We know of maybe someone like Mozilla or the Apache Foundation. There’s many smaller examples such as processing Foundation, which does this kind of generative art coding tool language thing. There’s many others where I think if you think, OK, what we want to make is more open source or it’s more of Long term kind of benefit, less of a maybe it’s more educational or maybe the target audience is not, you know, the mechanics aren’t there for a for-profit business, maybe you can make it work as a nonprofit, and again, there are more and more options for how you do that sort of thing these days between Patreon and so forth.
So I think trying to think in terms of, here’s what I want to make, and here’s the team, and here’s the place I want to work. And then here are some different types of containers. How does that fit and in particular what’s the funding model, you know, if you’re gonna do the nonprofit, you’re gonna be out essentially fundraising all the time because you’re trying to raise donations, and that works well. I think it works great for something like, say, Wikipedia and the Wikipedia Foundation. They made something very sustainable there and something that probably would not work the same if they had to come up with some for-profit business model. So, I think the advice I give others and then for myself and thinking of anything I might do in the future is think about what you wanna do and then be aware of the full range of options and not just go with the thing you know, because if you started a nonprofit before, maybe that’s what you know.

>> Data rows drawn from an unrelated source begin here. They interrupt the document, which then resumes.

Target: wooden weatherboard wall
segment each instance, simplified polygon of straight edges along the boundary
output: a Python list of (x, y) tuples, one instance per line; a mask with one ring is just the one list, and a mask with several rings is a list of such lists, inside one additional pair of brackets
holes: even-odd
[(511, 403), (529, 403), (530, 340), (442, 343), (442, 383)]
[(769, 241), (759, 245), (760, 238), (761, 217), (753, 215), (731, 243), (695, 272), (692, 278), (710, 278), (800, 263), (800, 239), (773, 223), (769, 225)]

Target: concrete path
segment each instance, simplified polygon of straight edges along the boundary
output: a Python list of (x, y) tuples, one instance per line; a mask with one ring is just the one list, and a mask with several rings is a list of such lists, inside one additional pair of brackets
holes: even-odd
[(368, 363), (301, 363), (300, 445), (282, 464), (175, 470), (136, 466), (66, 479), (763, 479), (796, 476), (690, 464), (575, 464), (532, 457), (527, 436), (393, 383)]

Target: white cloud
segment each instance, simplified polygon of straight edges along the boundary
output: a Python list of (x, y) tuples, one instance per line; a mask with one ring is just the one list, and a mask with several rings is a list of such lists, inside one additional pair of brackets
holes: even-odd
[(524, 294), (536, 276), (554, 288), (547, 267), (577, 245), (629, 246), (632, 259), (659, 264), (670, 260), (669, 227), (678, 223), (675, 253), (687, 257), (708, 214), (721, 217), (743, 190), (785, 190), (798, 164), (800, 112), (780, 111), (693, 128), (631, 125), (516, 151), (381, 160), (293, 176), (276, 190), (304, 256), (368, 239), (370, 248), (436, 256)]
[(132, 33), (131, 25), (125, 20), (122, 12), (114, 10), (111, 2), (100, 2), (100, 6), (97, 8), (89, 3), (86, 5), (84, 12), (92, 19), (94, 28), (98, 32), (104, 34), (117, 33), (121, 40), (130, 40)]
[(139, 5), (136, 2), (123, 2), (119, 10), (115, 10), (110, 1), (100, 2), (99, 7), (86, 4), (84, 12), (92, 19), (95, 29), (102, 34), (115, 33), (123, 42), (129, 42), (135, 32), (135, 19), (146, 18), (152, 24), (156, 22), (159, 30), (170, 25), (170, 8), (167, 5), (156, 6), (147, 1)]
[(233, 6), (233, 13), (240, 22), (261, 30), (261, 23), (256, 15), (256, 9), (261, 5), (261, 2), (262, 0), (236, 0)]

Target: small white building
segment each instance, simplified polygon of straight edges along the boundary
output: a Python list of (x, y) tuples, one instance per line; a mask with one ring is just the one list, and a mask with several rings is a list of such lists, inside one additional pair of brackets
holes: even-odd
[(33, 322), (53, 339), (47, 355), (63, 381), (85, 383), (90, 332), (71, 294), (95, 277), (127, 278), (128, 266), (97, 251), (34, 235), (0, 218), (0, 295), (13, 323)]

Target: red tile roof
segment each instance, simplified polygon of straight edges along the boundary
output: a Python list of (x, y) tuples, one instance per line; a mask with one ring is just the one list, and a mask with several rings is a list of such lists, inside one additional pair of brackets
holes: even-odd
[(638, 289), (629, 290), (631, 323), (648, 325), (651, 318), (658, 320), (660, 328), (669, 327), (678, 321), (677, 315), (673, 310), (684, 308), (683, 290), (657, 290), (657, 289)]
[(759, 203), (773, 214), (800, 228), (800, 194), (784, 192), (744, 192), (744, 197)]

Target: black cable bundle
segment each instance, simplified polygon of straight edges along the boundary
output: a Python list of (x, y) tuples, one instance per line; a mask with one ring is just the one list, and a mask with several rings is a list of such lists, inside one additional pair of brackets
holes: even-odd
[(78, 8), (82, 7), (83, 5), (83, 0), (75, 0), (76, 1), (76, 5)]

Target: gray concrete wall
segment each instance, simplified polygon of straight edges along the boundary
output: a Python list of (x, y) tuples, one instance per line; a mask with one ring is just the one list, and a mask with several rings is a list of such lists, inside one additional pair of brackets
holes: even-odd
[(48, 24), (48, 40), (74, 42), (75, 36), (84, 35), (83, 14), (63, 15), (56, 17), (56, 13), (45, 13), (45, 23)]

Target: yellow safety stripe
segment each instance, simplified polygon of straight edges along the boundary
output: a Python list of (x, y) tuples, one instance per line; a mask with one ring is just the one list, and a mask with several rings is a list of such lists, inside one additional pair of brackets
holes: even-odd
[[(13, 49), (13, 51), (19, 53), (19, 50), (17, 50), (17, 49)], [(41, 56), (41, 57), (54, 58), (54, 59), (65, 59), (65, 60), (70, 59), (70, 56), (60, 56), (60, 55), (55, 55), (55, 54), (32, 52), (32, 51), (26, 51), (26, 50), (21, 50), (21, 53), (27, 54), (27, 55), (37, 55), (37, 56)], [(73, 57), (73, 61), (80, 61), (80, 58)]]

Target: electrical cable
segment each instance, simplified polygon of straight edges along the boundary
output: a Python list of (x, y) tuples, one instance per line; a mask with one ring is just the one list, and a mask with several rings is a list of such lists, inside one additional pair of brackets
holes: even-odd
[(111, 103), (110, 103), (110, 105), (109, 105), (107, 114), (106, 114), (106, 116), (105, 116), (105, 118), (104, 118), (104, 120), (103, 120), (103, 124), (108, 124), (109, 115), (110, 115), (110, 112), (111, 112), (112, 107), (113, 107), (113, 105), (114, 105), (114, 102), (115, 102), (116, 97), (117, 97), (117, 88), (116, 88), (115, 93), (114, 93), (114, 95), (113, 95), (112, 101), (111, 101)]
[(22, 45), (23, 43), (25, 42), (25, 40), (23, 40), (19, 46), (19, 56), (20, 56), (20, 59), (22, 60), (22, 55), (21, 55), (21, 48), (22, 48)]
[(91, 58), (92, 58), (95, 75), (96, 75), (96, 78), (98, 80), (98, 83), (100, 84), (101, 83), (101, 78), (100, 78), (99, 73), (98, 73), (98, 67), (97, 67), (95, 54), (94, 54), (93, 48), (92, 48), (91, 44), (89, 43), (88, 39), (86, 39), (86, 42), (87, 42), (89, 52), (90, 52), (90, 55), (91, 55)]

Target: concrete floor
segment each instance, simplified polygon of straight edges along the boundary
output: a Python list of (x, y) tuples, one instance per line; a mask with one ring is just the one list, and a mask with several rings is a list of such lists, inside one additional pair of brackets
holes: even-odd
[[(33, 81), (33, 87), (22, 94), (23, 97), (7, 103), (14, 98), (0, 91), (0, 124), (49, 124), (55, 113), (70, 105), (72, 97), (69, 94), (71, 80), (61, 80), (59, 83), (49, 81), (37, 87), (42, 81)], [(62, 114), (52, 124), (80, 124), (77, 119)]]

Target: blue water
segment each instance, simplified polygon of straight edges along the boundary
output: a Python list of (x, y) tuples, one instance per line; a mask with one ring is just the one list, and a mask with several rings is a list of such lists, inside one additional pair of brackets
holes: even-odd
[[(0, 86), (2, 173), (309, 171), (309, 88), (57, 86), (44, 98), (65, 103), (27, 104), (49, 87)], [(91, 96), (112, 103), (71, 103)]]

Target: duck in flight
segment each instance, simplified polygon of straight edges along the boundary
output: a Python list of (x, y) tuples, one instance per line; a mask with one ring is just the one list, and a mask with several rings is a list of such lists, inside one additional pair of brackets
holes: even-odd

Start another one, he started a startup before us, you know, he started another one, but actually there are a lot of options here. They each have their pros and cons or are more suitable to different kinds of products, markets, business models. So just try to pick something based on an informed look at those tools.
00:56:49 - Speaker 1: Yeah. And if I could put on a spin on this, if you think about the full space of possibilities for how you accomplish a goal, there’s one point which is you’re 100% focused on earning as much money as possible through a fast growing for-profit venture. And if you make a heat map of where people currently spend their energy, there’s this massive white hot glowing spot right there.
There’s so many zillions of startups trying to try every single angle and opportunity in that area. And so the marginal return to investing your personal time in terms of the impact on the world might be relatively smaller there, whereas there’s this whole space that I feel like is really under explored, and if you just make it about 80%, making a profit and 20% making a statement, that opens up all kinds of incredible opportunities, and you can bring in these tools like maybe what you need is a for-profit, maybe it’s nonprofit, maybe it’s a community, maybe it’s a, I don’t know, meme, seriously.
If you open yourself up to those possibilities, I think you have a lot more potential to have an impact just because so few people are considering that right now.
00:57:50 - Speaker 2: Well said. Well, let’s wrap it there. Thanks everyone for listening. If you have feedback, you can write to us by Twitter as at museappHQ or via email as hello@museapp.com. You can also help us out by leaving a review on Apple Podcasts, and I’m hoping that if there is a small giants 2 book somewhere in the far future, Mark, that Muse might be included in it if we can do this well enough.
00:58:16 - Speaker 1: That’d be awesome.
00:58:17 - Speaker 2: All right, till next time.
00:58:18 - Speaker 1: See you, Adam.